The cybersecurity challenges for SMEs

To mark International Small and Medium-Sized Enterprises Day in June, besides the aforementioned basic steps, the EU Agency for Cybersecurity has published a report, Cybersecurity for SMEs, on how to better secure their systems and businesses.

The report analyses the ability of SMEs within the EU to cope with the cybersecurity challenges posed by the pandemic and determines best practices to mitigate those risks.

The main challenges identified during the interviews section of the study include low awareness of the threats posed to business by poor cybersecurity; the costs of implementing cybersecurity measures often combined with a lack of dedicated budget; the availability of ICT cybersecurity specialists; a lack of suitable guidelines aimed at the SME sector; and low levels of support from management.

The common underlying issue appears to be management awareness and commitment, which in turn drives budget, allocation of resources and effective implementation of cybersecurity practices. Cybersecurity is not an issue that should only be discussed by IT teams; it needs to make its way into boardrooms.

Of the 249 European SMEs surveyed more than 85% stated that cybersecurity issues would have serious negative impacts on their business within a week of the issues happening; 57% say they would most likely become bankrupt or go out of business.

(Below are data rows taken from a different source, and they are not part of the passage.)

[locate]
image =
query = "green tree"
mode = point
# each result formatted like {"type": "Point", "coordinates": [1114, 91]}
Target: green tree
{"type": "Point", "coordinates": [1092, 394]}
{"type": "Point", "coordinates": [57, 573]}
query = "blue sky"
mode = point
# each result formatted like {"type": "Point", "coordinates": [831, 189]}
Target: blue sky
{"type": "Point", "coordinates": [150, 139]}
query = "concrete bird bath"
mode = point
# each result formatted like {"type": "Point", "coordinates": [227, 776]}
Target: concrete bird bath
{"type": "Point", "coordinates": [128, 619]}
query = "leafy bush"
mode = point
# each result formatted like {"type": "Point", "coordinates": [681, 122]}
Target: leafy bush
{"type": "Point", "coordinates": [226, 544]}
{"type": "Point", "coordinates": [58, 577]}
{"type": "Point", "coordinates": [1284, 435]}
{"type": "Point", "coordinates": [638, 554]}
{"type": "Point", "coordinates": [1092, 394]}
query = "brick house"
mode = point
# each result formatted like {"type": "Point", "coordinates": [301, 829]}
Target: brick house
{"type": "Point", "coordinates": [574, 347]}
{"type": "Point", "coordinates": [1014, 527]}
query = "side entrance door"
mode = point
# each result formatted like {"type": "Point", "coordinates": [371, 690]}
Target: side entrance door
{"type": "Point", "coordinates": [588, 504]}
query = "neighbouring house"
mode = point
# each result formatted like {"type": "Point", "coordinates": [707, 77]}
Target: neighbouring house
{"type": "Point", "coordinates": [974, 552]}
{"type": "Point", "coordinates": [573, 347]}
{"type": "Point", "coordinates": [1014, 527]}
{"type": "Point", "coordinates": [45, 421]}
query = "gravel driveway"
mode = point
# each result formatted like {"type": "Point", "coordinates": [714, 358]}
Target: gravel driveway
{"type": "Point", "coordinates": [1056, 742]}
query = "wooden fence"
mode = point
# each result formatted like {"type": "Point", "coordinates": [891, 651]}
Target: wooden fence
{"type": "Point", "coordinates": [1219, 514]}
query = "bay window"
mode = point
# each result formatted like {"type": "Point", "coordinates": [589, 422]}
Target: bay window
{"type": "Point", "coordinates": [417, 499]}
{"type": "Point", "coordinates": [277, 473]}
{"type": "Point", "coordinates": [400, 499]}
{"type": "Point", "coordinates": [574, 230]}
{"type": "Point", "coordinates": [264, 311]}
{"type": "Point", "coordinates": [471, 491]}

Despite this, there is a tendency to believe that cyber incidents only affect larger organizations and are, therefore, still not considered as a major risk to SMEs. It is important for SMEs to be aware of the consequences such incidents will have on their business if they occur. Many believe that cybersecurity controls included in the IT products they have purchased will be sufficient and that no additional security controls are necessary unless mandated by law.

Criticality and sensitivity of processed information as perceived by SMEs
Criticality and sensitivity of processed information as perceived by SMEs
Image: ENISA

The agency´s cybersecurity advice towards SMEs focuses on three crucial areas: people, processes and technical recommendations. The aim is to strengthen resilience across the whole value chain through the application of the 12 cybersecurity principles and the report includes suggested actions that the EU Member States should consider in order to support businesses, associations and agencies in improving their cybersecurity posture.

Effective cybersecurity provides SMEs with the confidence that allows them to grow, innovate and find new ways of creating value for their customers in our online and interconnected world. Let’s support these businesses on their journey to better protection against cyber threats.